You are correct, I ignored the "primary" part of what you said. I did notice it, but I did not know what you meant, so I ignored it. That was my error. I should have asked what you meant. So.... what did you mean by "At least not as a primary deterrent"?
Most people here say that you should not run two real-time scanning antivirus apps that the same time. So I don't think that you are saying to run AVG as the primary and MSE as the secondary. Malwarebytes claims that they are not an antivirus app and that they ignore certain groups of bad files. So, what should be the primary protection/deterrent against viruses? Can that primary app be used along side of MSE?

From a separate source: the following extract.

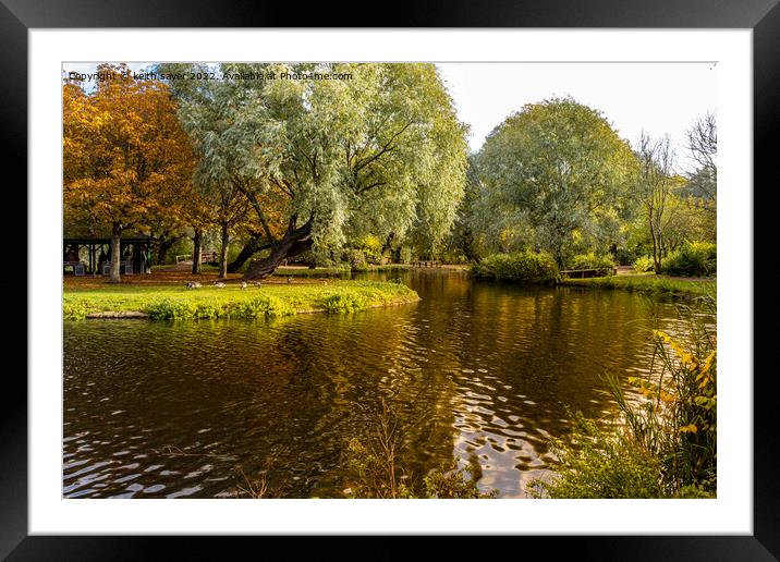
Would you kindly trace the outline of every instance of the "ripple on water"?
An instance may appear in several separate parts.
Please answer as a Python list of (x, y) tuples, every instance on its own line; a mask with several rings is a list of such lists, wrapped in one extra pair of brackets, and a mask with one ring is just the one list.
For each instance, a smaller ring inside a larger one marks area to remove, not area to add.
[[(349, 438), (385, 398), (417, 473), (453, 454), (521, 497), (571, 429), (614, 412), (605, 370), (646, 374), (673, 308), (402, 273), (419, 303), (270, 321), (64, 326), (63, 496), (231, 497), (267, 471), (285, 497), (339, 497)], [(619, 334), (619, 337), (616, 337)]]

I'm not attempting to argue - I really don't understand your whole
primary thing.
I've not researched the whole Holly thing because it won't matter what I find. People think what they want to think about MSE. The article that you quoted (and others like it) have taken on a life of their own. I'm not attempting to stop that. I can say that other articles claim that she did not say those words at all. Still other articles claim that she said something like that, but her words were taken out of context.
Infected:
During my reading/researching for
this thread, I revisited places where the staff at Malwarebytes defines an infection a bad file changing a good file. They then went on to say that Malwarebytes does not handle those types of changed files. In other words, if a bad file infected shell.DLL on your computer, Malwarebytes is not going to cure it. They might detect it, but they don't try to fix it. If you saw 170 infected files being removed by Malwarebytes, then they contradict themselves in their terminology. Why do the terms matter?
See this long thread.
Perhaps the terms don't matter when talking about Malwarebytes. Maybe I was thinking back to those other two threads and being too sensitive toward your use of the term infected. I was attempting to be helpful. Sorry.